I left Romania, arrived in Istanbul on August 2nd, felt good to be here despite seeing the immense economic stresses caused by this falling lira and political scene. I kept searching for answers. But this last week things started to click. I didn’t realize how much until today.  If you remember I had enrolled in the drawing academy, drawing course. One thing led to another, and after sending a series of drawings to the tutor because I could not get the concept taught, he offered to tutor me by sending me the exercises that address my faults directly. I was completely elated. So we started this exchange this week. I felt so validated and so thankful to have this personalized support as I am so determined to draw to the very best of my abilities, no matter what it takes.

a01

Then as part of my search, I went to the Udemy website they have courses on all imaginable subjects. There was a gigantic sale and for some reason, the courses in Turkey were charged in Turkish Lira, which means that what would cost $25 in Canada, cost me 25 TL (less than 5 bucks) So I bought a number of courses on topics I need to study, one of them, a “watercolor fundamentals” course (which I finished and which gave me so much knowledge!!)

Another one I got on a whim, it is a course on “how to manifest” by Ray Maor. I knew this guy from Youtube, I found him about 1 year ago, when I was looking into breatharianism, I had a sense that this was important to me.  This week I started and finished the fundamentals in watercolors course and started the next course which is about brush strokes.

Yesterday I finished the Manifestation course. I actually teared up because it was over!  Now, how to explain? I did all the exercises, once again building lists about dreams and lists to make you aware of your blocks.  there were a few exercises, so simple they were mind boggling, but they totally made me see and experience the power of an idea, a thought. I knew this, but never quite experienced it this way.

a97

So, I was about to leave to Yalova on Sunday for the first Turkish Workaway.  I felt confusion and many things were colliding in my mind.  This brings me back to this morning.  I went for coffee, then suddenly, as if all the ideas, choices, desires, blocks found their place in the scheme of my life, I made all those decisions not quite with my intellect if more by the work of some sort of mind gravity that put all the pieces in their place.  I made some drastic decisions, decisions to serve my longings, my desires, my needs and not just to fulfill the need for a roof and food when one has no money.

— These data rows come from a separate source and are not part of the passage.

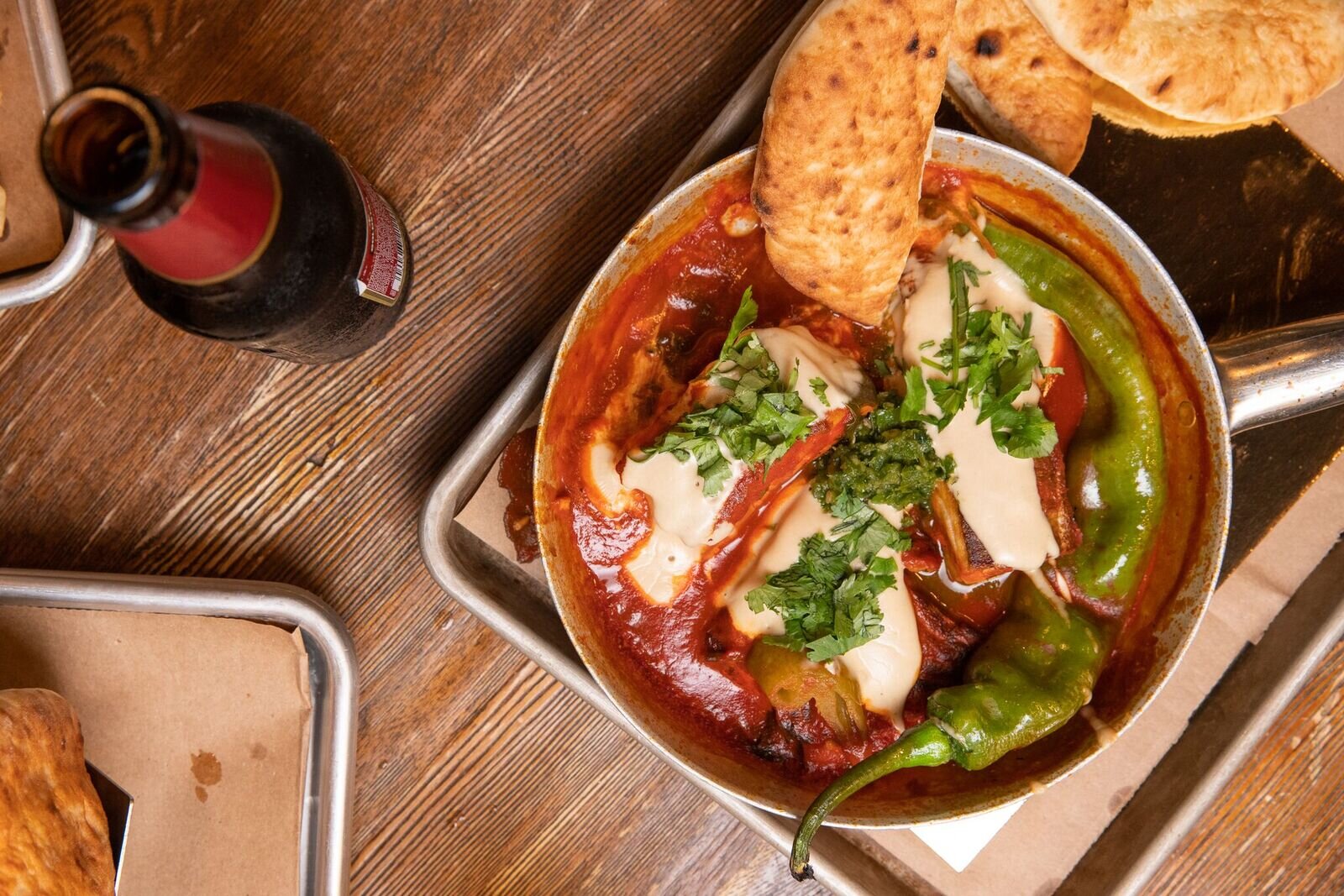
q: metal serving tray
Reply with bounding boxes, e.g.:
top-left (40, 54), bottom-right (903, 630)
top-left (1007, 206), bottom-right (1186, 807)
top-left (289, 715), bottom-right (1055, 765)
top-left (0, 0), bottom-right (98, 311)
top-left (421, 0), bottom-right (1344, 896)
top-left (0, 569), bottom-right (358, 896)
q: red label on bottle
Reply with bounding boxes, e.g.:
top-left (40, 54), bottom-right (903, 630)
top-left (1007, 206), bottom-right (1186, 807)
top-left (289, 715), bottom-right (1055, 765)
top-left (112, 116), bottom-right (280, 285)
top-left (345, 163), bottom-right (406, 305)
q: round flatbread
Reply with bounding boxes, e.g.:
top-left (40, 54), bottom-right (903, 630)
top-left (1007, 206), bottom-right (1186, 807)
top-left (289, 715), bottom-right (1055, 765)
top-left (751, 0), bottom-right (954, 325)
top-left (948, 0), bottom-right (1091, 175)
top-left (1026, 0), bottom-right (1344, 123)
top-left (1091, 76), bottom-right (1274, 137)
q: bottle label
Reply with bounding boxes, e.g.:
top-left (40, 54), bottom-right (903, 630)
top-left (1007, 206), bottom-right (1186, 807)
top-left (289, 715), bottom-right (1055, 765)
top-left (345, 163), bottom-right (406, 305)
top-left (110, 116), bottom-right (280, 286)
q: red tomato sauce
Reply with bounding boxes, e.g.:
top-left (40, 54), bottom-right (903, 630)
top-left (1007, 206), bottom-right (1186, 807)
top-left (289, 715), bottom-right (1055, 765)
top-left (539, 166), bottom-right (1082, 779)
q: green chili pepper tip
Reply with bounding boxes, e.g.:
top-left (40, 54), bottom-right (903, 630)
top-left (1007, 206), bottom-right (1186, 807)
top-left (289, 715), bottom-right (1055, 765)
top-left (789, 721), bottom-right (952, 880)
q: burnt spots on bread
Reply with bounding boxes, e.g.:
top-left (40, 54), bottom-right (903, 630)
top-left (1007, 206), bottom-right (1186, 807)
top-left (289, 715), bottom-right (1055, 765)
top-left (976, 31), bottom-right (1004, 59)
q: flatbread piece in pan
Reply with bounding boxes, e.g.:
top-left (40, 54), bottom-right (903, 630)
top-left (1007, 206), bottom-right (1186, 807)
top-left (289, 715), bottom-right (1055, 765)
top-left (753, 0), bottom-right (954, 325)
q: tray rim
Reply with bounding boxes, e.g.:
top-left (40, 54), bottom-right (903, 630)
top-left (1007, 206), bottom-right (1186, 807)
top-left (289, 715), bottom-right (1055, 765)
top-left (419, 0), bottom-right (1344, 896)
top-left (0, 569), bottom-right (359, 896)
top-left (0, 0), bottom-right (98, 311)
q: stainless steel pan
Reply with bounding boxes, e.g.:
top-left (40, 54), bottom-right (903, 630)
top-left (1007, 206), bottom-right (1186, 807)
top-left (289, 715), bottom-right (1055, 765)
top-left (536, 129), bottom-right (1344, 827)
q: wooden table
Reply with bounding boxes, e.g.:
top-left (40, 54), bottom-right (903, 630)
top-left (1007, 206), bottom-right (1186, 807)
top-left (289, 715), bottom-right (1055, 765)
top-left (0, 0), bottom-right (1344, 893)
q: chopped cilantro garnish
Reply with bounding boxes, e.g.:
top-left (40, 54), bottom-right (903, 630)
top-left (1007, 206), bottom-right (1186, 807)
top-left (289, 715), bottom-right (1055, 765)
top-left (643, 289), bottom-right (816, 495)
top-left (748, 502), bottom-right (910, 663)
top-left (948, 255), bottom-right (990, 385)
top-left (808, 376), bottom-right (831, 407)
top-left (903, 258), bottom-right (1062, 458)
top-left (811, 389), bottom-right (953, 516)
top-left (748, 395), bottom-right (953, 663)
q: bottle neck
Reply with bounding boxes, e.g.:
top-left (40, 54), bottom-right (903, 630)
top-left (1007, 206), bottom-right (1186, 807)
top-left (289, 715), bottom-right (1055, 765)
top-left (42, 85), bottom-right (281, 285)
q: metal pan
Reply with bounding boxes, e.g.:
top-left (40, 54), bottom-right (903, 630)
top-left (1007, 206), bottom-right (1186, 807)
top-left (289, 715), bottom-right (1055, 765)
top-left (0, 569), bottom-right (358, 896)
top-left (0, 0), bottom-right (98, 311)
top-left (536, 137), bottom-right (1344, 827)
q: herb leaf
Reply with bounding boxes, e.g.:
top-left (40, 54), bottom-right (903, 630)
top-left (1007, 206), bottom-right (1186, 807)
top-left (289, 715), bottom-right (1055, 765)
top-left (719, 286), bottom-right (758, 361)
top-left (643, 289), bottom-right (817, 495)
top-left (746, 502), bottom-right (910, 663)
top-left (948, 255), bottom-right (990, 385)
top-left (906, 275), bottom-right (1062, 458)
top-left (748, 395), bottom-right (953, 663)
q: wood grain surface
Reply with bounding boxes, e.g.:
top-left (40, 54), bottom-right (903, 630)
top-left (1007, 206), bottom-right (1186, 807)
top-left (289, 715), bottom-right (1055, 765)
top-left (0, 0), bottom-right (1344, 896)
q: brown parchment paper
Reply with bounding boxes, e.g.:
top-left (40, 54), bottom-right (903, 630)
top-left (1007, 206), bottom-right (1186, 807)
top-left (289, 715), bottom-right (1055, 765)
top-left (0, 607), bottom-right (311, 896)
top-left (0, 0), bottom-right (65, 274)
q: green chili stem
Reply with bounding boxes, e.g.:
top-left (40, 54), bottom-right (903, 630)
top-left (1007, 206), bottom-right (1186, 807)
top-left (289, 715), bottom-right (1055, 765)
top-left (789, 721), bottom-right (952, 880)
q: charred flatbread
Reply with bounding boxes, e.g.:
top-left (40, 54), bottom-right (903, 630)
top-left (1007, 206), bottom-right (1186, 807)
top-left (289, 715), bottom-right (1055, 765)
top-left (1026, 0), bottom-right (1344, 123)
top-left (0, 688), bottom-right (116, 896)
top-left (948, 0), bottom-right (1093, 175)
top-left (753, 0), bottom-right (953, 325)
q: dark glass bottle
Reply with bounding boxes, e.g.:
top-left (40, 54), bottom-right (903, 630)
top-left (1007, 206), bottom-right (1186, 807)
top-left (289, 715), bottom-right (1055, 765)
top-left (42, 85), bottom-right (412, 364)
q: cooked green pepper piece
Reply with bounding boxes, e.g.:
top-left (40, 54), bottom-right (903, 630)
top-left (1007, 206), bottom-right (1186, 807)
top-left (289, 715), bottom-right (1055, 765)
top-left (790, 222), bottom-right (1167, 880)
top-left (789, 576), bottom-right (1107, 880)
top-left (985, 222), bottom-right (1167, 605)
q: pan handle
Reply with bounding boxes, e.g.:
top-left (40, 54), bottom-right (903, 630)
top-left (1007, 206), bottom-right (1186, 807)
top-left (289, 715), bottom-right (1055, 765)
top-left (1208, 312), bottom-right (1344, 432)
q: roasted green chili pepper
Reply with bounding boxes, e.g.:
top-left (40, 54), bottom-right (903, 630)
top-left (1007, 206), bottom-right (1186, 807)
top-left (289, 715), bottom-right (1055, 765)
top-left (790, 223), bottom-right (1167, 880)
top-left (985, 223), bottom-right (1167, 603)
top-left (789, 578), bottom-right (1107, 880)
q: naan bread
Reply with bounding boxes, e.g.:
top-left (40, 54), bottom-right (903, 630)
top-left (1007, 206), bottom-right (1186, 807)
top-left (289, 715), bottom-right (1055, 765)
top-left (948, 0), bottom-right (1091, 175)
top-left (0, 688), bottom-right (116, 896)
top-left (1026, 0), bottom-right (1344, 123)
top-left (1091, 76), bottom-right (1274, 137)
top-left (751, 0), bottom-right (954, 325)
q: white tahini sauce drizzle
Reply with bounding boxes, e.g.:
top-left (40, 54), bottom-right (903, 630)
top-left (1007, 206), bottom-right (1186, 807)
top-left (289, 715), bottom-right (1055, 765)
top-left (900, 228), bottom-right (1059, 569)
top-left (755, 327), bottom-right (865, 417)
top-left (607, 327), bottom-right (864, 607)
top-left (724, 485), bottom-right (923, 726)
top-left (621, 454), bottom-right (748, 603)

I decided to stay.  I will not go do Workaway. I will get a flat, my flat. Apply for the the residence permit despite all the system changes and the widespread panic within the expat community. I will work and support myself, as I write I have 3 possibilities awaiting my answer. I am investing time in educating myself with courses, with my drawing tutoring, so I can get more qualified to do work I adore.
It is a huge bite,  a dramatic volte-face.  Yesterday, I had no idea, I was vacillating between ideas and very confused. Now I am set and it feels … Extraordinary. Life is getting better all the time; My health, my focus,  my work, my love, my aspirations. Today was an incredible example that anything is possible.  My main “job” is to stay “elevated” in the soul.  Keep seeing the beauty, the wonder, the incredible magic of this little trip on earth we call life.